A pro-vaccine bill that would have outlawed religious beliefs as a justification for not vaccinating children collapsed in the New Jersey Senate after months of protest from anti-vaccine advocates.
Currently, state law allows unvaccinated children with religious exemptions to attend NJ schools. The bill, which was one vote shy of approval in the Senate, stated that only medical issues would exempt children from vaccines. Any child not vaccinated otherwise would be unable to attend schools or daycare centers in NJ.
“The bill makes sense because it’s trying to avoid a public health risk,” WHHS senior Colette Cutrona said. “I get why people don’t want to vaccinate their children, but they should if they’re going to be in public school or school in general.”
After heavy protest from anti-vaxxers, many of whom were religious, an amendment was made in an effort to keep the bill alive. The revised bill applied to public schools only, meaning that religious justifications for unvaccinated children would be permitted in private schools.

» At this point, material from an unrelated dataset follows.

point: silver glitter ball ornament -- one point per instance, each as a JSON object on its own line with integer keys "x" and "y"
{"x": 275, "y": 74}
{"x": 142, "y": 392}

The bill was still met with resistance from protestors, who have regularly gathered outside of the NJ State House in Trenton for two months. Common arguments made against the bill note that only affluent families can afford private schools and childcare centers, ultimately giving lower-income families who send their children to public schools no choice but to vaccinate their children, even if it contradicts religious beliefs. Diseases may also spread at a higher rate in private schools, since many potentially unvaccinated children would be clustered together in the same place.
Despite its collapse, the bill’s sponsors have claimed that they are going to keep fighting for their legislation. California, Maine, Mississippi, New York, and West Virginia are the only other states that have passed similar laws.